La troisième était une invective à un poète vendu qui rentrait tout à coup dans la carrière:
A quoi bon réveiller ton ardeur famélique?
Poursuis par les prés verts ta chaste bucolique!
Sur le rivage en fleur où dort le flot vermeil,
Archange, enivre-toi des feux de ton soleil!
Chante la Syphilis sous les feuilles du saule!
Le manteau de Brutus te blesserait l’épaule,
Et ton âme naïve et ton cœur enfantin
Viendraient, peut-être encore, accuser le Destin!
Le Destin qui t’a pris. . . . . . . . . . . .
. . . . . . . . . . . . . . . . . . . . . . . .
Va! c’est l’âpre Plutus qui marche la main pleine
Et cote en souriant la conscience humaine!
Le Destin! c’est le sac dont le ventre enflé d’or
Est si doux à palper dans un joyeux transport;
C’est la Corruption qui, des monts aux vallées,
Traîne aux regards de tous ses mamelles gonflées!
C’est la Peur! c’est la Peur! fantôme au pied léger
Qui travaille le lâche à l’heure du danger!
. . . . . . . . . . . . . . . . . . . . . . . .
Ton Apollon, sans doute, en sa prudente course
Pour monter au Parnasse a passé par la Bourse?
Dans ce ciel politique, où souvent on peut voir
Le soleil du matin s’éteindre avant le soir,
La lunette en arrêt, promènes-tu ton rêve
De Guizot qui pâlit à Thiers qui se lève,
Et, sur le temps mobile, aujourd’hui règles-tu
Ta foi barométrique et ta souple vertu?
. . . . . . . . . . . . . . . . . . . . . . . .
Arrière l’homme grec dont les strophes serviles
Ont encensé Xerxès le soir des Thermopyles!
et la suite, du même ton, rudoyait fort le ministère.
Il avait envoyé cette pièce à la Réforme, dans l’illusion qu’elle serait insérée. On lui répondit par un refus catégorique, le journal jugeant inopportun de s’exposer à un procès—pour de la littérature.
Ce fut dans ce temps-là, vers la fin de 1845, à la mort de mon père, que Bouilhet quitta définitivement la médecine. Il continua son métier de répétiteur, puis, s’associant à un camarade, se mit à faire des bacheliers. 1848 ébranla sa foi républicaine; et il devint un littérateur absolu, curieux seulement de métaphores, de comparaisons, d’images, et pour tout le reste assez froid.
Sa connaissance profonde du latin (il écrivait dans cette langue presque aussi facilement qu’en français) lui inspira quelques-unes des pièces romaines qui sont dans Festons et Astragales; puis le poème de Melænis publié par la Revue de Paris, à la veille du coup d’État.
Le moment était funeste pour les vers.
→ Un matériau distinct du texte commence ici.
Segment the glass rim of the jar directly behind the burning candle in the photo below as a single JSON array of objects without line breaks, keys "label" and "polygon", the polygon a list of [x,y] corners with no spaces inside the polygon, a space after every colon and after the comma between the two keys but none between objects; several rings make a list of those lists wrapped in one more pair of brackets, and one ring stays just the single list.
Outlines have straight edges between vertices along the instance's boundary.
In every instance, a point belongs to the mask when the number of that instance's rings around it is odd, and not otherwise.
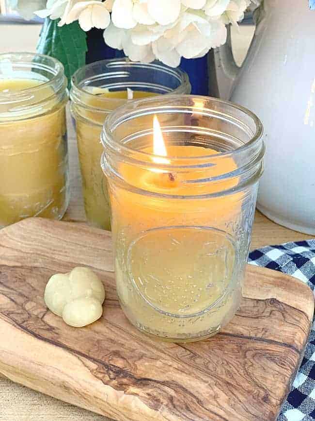
[{"label": "glass rim of the jar directly behind the burning candle", "polygon": [[[84,95],[87,99],[87,101],[82,101],[82,103],[84,103],[85,105],[88,105],[89,108],[91,108],[91,110],[98,110],[98,111],[111,111],[111,110],[106,110],[105,108],[101,108],[101,107],[97,107],[97,106],[93,106],[90,104],[90,100],[95,98],[95,95],[82,89],[81,87],[81,83],[84,82],[85,79],[79,79],[79,74],[80,72],[89,70],[89,69],[93,69],[94,67],[97,67],[101,64],[104,65],[108,65],[108,64],[121,64],[123,66],[128,66],[128,67],[142,67],[142,68],[149,68],[149,69],[157,69],[157,70],[162,70],[164,72],[169,72],[172,73],[174,75],[174,77],[176,77],[181,84],[175,88],[174,90],[172,90],[171,95],[176,94],[183,94],[183,92],[186,92],[187,90],[187,86],[190,87],[190,82],[189,82],[189,76],[188,74],[182,70],[180,67],[177,68],[173,68],[173,67],[169,67],[166,66],[160,62],[154,61],[152,63],[141,63],[141,62],[134,62],[131,61],[130,59],[128,59],[128,57],[121,57],[121,58],[112,58],[112,59],[105,59],[105,60],[98,60],[95,61],[93,63],[90,63],[88,65],[82,66],[80,67],[71,77],[71,91],[70,91],[70,98],[72,101],[76,101],[78,98],[78,94],[80,95]],[[141,84],[141,83],[139,83]],[[169,95],[169,94],[167,94]],[[97,100],[99,101],[99,103],[104,103],[106,104],[106,102],[110,101],[110,103],[114,103],[117,104],[117,107],[119,106],[119,104],[124,104],[125,102],[130,102],[130,101],[135,101],[134,99],[121,99],[121,98],[107,98],[107,97],[97,97]]]}]

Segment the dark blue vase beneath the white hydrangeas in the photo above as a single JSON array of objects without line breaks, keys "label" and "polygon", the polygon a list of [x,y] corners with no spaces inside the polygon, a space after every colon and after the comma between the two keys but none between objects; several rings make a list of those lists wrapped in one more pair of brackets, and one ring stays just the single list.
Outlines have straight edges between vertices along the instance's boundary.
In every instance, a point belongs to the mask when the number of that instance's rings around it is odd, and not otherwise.
[{"label": "dark blue vase beneath the white hydrangeas", "polygon": [[[98,60],[125,56],[123,51],[115,50],[104,43],[103,31],[99,29],[94,28],[87,33],[87,45],[86,64]],[[182,58],[180,67],[185,70],[189,76],[192,94],[213,95],[212,92],[209,92],[208,63],[208,54],[204,57],[189,60]]]}]

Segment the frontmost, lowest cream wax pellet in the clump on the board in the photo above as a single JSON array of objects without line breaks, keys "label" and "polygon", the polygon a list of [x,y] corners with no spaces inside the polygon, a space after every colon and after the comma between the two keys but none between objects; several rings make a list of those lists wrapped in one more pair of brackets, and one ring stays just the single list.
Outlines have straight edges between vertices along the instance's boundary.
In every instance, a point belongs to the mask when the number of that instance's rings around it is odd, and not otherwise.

Les imaginations, comme les courages, se trouvaient singulièrement aplaties, et le public, pas plus que le pouvoir, n’était disposé à permettre l’indépendance de l’esprit. D’ailleurs, le style, l’art en soi, paraît toujours insurrectionnel aux gouvernements et immoral aux bourgeois. Ce fut la mode, plus que jamais, d’exalter le sens commun et de honnir la poésie; pour vouloir montrer du jugement, on se rua dans la sottise; tout ce qui n’était pas médiocre ennuyait. Par protestation, il se réfugia vers les mondes disparus et dans l’extrême Orient; de là les Fossiles et différentes pièces chinoises.
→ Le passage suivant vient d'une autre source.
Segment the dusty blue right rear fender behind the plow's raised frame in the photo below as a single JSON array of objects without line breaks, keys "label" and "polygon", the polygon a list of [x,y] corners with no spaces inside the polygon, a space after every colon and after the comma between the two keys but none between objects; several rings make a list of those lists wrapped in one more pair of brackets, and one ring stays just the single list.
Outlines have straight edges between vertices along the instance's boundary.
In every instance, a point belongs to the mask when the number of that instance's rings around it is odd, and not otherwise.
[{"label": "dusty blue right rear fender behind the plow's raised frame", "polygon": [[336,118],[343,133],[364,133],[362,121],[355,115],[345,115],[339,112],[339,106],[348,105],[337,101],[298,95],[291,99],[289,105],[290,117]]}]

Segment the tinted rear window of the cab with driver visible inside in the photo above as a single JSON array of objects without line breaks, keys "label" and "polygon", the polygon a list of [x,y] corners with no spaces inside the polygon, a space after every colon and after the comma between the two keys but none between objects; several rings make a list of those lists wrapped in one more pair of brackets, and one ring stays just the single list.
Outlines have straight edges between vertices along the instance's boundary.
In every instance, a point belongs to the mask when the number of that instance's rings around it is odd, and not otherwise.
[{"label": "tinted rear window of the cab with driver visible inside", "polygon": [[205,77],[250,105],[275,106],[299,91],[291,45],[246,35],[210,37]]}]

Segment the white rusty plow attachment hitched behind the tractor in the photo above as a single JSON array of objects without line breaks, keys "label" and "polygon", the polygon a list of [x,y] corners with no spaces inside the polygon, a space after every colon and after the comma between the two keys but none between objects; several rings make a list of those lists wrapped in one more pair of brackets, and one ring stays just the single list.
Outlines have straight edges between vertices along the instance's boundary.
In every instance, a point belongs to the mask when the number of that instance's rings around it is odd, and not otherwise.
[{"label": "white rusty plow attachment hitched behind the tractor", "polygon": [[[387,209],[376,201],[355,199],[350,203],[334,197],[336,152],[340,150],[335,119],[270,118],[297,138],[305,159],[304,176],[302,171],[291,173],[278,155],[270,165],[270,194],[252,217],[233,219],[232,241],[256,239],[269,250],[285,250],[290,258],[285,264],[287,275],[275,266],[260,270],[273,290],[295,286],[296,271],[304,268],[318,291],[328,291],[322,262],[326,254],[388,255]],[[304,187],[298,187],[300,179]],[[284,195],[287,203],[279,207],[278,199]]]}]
Cependant, la province l’étouffait. Il avait besoin d’un plus large milieu, et, s’arrachant à ses affections, il vint habiter Paris.
Mais, à un certain âge, le sens de Paris ne s’acquiert plus; des choses toutes simples, pour celui qui a humé, enfant, l’air du boulevard, sont impraticables à un homme de trente-trois ans qui arrive dans la grande ville avec peu de relations, pas de rentes et l’inexpérience de la solitude. Alors de mauvais jours commencèrent.